But I still have access to Facebook on the road, so it was hard to miss many of my friends sharing Gwydion Suilebhan's blog post complaining about Capital Fringe ticket prices.
This complaint about Fringe prices is an annual thing. And I don't disagree with Gwydion that the pricing policy rewards those who go to a lot of Fringe shows and punishes those who want to dip a toe or foot into the festival.
Indeed, there's another strand of permanent grousing about Fringe as well, mainly from many local artistic directors, who really don't like the resources and attention that Capital Fringe Festival draws away from their own year-round endeavors. And they also have a point -- especially in the fervent wish that local media would cover local theater this way all year round.
Gwydion's post lays out an argument that Capital Fringe is too pricey and sets forth an opinion on what Fringe's true pricing point should be. Effective as the post is in making those points, however, the market seems to be singing a different tune. And it is singing that tune despite the considerable leverage that the consumers and performers have if they are dissatisfied. They can cast a ballot with their feet. If you don't like the pricing scheme, don't go to Fringe. If the performance situation isn't right, don't put on a show at Fringe.
But people do go. And there are many shows for them to see. So to my mind the more useful questions for local theater consumers and performers are (a) what is Capital Fringe doing right? and (b) how can that be replicated year round?

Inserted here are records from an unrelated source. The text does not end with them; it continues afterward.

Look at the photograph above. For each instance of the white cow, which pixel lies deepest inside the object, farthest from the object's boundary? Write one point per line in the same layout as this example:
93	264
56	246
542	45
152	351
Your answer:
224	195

For me, Capital Fringe is like one of those old-timey revival tents. You know, the traveling salvation shows where indie gospel-slingers would roll into town, save a bunch of people and then pull up stakes and preach it in the next town. (Think Elmer Gantry.)
The argument that the revival preachers make to local churches (again, see Elmer Gantry) is straightforward. This is going to drive attendance in your churches after we leave town. That is a very debatable proposition for local theater, but that's the argument.
But what's beyond debate is the energy that the Capital Fringe infuses into the DC theater community for its three-week run. The atmosphere at the tent at Fort Fringe is pretty astonishing in its boozy, networky way. People are actually having fun seeing theater. Friends are being made. It's something that DC theater could use all year round. A permanent tent.
Instead, to pick on one particular instance, you have an awesome space like Artisphere with a cafe that doesn't stay open long enough to have a drink or kibbitz after a show. That's a lost opportunity. And a way we can learn from what Fringe does right. Not just creating art, but creating a fun and exciting and vital space around the art.
If the press reports are correct (Chris Klimek's masterful profile of Capital Fringe last year comes to mind), Capital Fringe is a pretty sustainable festival in the economic sense. I don't see anything wrong with that at all. It's what everybody in this game wants. Everyone knows that you won't get rich doing theater in DC, but much of what we do is not sustainable absent the intervention of rapidly-shrinking arts funding by government and donors. We need to make what we do more sustainable. Fringe proves that it can be done. Not without costs and controversy. But it can be done.
Truth be told, I can think of one company in town (Woolly Mammoth) that consistently tries to infuse that positive Fringey energy into all aspects of what they do -- from shows to marketing to excellent use/sharing of their ample space. Local companies need to do more of that -- and if they lack the resources to do it themselves, then they need to put aside some of their competitive axes and band together to make it happen.
For instance: What would a late fall or early spring festival put together by DC's best mid-sized nonprofit theaters look like? A festival held at one or two central locations and with a central meeting place with food and drink?
Or, to simplify, what would an expansion of the Source Festival look like -- an expansion that keeps the festival's present vision and inventive format but adds another layer of performances by local companies into the mix? (And, maybe, a move to a different time of year?)
Either one of these things could compel local media to pay the same sort of attention to local companies that they pay to Fringe. Both would infuse the local theater community with energy and shared enterprise. But it would take cooperation and coordination. Just the sort of thing that Capital Fringe has done successfully over the past few years.
Grousing about ticket prices feels good. Like everyone wrestling with this grim economy, I grouse about ticket prices all the time. But once the grousing's done, what actually changes? And what do we learn? And how do we make a more energetic local theater scene real (and sustainable) year round? How do we build a permanent tent for DC theatre?
Capital Fringe is giving us a lot of ideas that we can use to make a start. If we want to.